Alex Schadenberg, Executive Director - Euthanasia Prevention Coalition
In February 2015, the Supreme Court of Canada struck down Canada's assisted suicide laws and used language to allow for the legalization of euthanasia. In their decision, the Supreme Court ordered parliament to legislate on the issues of euthanasia and assisted suicide.
One argument employed by the Supreme court in their decision clearly protected people was that Canada would employ a rigorous set of safeguards that would ensure that abuse of the law does not occur and there is no proof that Canada will experience an expansion of the law, that many of those who intervened against euthanasia and assisted suicide had predicted.
Well, Bill C-14 is not the law yet, the predicted expansion of the law is already occurring.
Andrew Coyne, a National Post columnist exposes the push to expand euthanasia, in his column: Who says the Supreme Court of Canada won't change its mind on assisted suicide - yet again?
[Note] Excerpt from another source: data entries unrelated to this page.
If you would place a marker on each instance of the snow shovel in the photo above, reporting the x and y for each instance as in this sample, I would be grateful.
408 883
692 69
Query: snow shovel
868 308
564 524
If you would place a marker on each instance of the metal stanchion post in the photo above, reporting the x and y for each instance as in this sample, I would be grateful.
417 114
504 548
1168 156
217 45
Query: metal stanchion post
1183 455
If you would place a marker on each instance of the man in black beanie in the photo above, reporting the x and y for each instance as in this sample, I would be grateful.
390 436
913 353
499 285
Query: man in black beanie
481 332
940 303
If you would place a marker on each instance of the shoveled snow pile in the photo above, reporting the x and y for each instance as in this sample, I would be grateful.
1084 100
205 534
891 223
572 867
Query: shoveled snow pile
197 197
Coyne points states that:
Advocates of assisted suicide have already served notice they will challenge the legislation in court: because it does not apply to children, or the mentally incompetent; because it defines “grievous and irremediable” to mean, in part, that the patient’s “natural death has become reasonably foreseeable;” even for imposing a 15-day waiting period (since amended to 10).
They will not rest, in short, until there is an unrestricted right to death on demand.
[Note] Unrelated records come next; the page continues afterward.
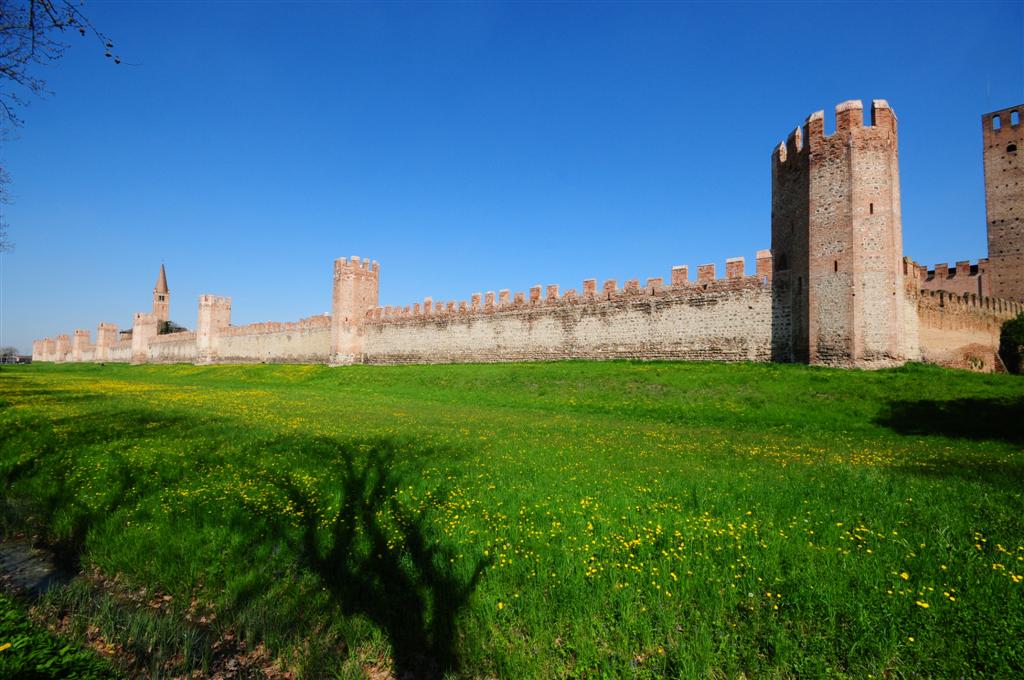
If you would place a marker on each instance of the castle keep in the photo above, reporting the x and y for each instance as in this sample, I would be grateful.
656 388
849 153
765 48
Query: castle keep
835 289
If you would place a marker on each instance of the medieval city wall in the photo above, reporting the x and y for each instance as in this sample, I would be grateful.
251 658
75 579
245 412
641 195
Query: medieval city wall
305 341
962 279
962 331
834 290
722 320
173 348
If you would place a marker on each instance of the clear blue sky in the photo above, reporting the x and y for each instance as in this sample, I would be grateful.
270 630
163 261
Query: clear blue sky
465 146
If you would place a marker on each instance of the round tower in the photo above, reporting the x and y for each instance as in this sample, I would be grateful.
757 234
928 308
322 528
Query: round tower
838 240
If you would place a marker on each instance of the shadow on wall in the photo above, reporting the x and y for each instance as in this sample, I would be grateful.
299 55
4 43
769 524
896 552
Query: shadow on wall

Coyne explains the inconsistency of the claims for euthanasia expansion:
...it is bizarre to see the same people discover, in a ruling that was expressly limited to mentally competent adults, a right to assisted suicide for children and the mentally incompetent. Bizarre, but not necessarily wrong. It is difficult to say how this Court will rule on any given question, and indeed the Court’s own logic, in finding in the Charter’s “right to life” a right to death, redefined as relief from suffering, would leave it little room to refuse that relief on the basis of age or infirmity, when the case is brought.
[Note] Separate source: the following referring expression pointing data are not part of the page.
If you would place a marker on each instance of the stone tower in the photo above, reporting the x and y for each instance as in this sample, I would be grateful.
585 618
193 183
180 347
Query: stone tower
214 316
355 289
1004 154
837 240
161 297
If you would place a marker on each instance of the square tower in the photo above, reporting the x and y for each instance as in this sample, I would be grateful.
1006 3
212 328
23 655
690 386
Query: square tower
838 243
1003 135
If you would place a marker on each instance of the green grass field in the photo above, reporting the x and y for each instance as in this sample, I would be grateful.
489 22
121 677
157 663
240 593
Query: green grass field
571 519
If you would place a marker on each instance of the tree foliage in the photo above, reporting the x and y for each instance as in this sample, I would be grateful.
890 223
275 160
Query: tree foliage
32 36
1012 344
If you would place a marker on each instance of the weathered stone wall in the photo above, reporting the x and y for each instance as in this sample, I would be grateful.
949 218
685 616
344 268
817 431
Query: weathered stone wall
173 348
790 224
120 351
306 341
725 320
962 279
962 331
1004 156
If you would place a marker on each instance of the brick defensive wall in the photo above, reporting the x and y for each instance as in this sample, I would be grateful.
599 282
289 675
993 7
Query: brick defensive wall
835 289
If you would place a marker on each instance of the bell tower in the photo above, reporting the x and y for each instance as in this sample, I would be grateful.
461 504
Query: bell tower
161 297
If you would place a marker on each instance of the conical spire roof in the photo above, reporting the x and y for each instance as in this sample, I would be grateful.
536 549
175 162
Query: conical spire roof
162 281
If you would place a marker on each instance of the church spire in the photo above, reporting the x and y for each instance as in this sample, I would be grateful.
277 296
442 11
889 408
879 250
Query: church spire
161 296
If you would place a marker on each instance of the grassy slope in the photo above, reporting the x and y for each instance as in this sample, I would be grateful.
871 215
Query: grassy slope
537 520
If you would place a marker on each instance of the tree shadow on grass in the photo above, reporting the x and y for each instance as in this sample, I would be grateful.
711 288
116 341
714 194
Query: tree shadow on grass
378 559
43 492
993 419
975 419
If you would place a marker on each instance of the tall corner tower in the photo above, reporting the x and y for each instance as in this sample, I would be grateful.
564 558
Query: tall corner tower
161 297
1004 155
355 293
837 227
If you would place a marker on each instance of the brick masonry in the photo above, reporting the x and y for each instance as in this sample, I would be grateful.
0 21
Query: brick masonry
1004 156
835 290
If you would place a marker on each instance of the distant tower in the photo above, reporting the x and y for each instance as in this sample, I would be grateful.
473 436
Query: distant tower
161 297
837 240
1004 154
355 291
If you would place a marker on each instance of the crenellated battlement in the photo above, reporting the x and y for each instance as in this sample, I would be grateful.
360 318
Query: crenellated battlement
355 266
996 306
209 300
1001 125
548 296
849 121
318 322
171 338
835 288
If, likewise, the court could reverse its own decision before, it may be persuaded to do so again. The justification offered for overturning Rodriguez was that in the interval the “matrix of legislative and social facts” had changed; that the fear that had justified the law then, namely that assisted suicide would otherwise come to be applied to a wider and wider expanse of the population, had been disproved by experience; or at any rate that whatever might have happened in Belgium and the Netherlands — where the numbers of those euthanized annually has skyrocketed, and where it is now available not only to children and the mentally ill but for the relief of all manner of ailments — could not happen here, on account of our differing “medico-legal cultures.”
In other words, the incremental expansion of the law is already occurring, even before Bill C-14 has passed into law. The hubris of the Court has already proven to be wrong. Coyne ends by stating:
But even if that were true at the time of the court’s ruling, it is clearly not true any more. The notion of extending assisted suicide to children and the mentally incompetent, once derided as “slippery slope” alarmism, is now the next item on the agenda. So it would be entirely open to the Court to find that the matrix of legislative and social facts had shifted again.
I’m not saying it will. But it certainly won’t if it is not asked.
The Euthanasia Prevention Coalition will never stop working to protect people from euthanasia and assisted suicide, through supports and through the courts.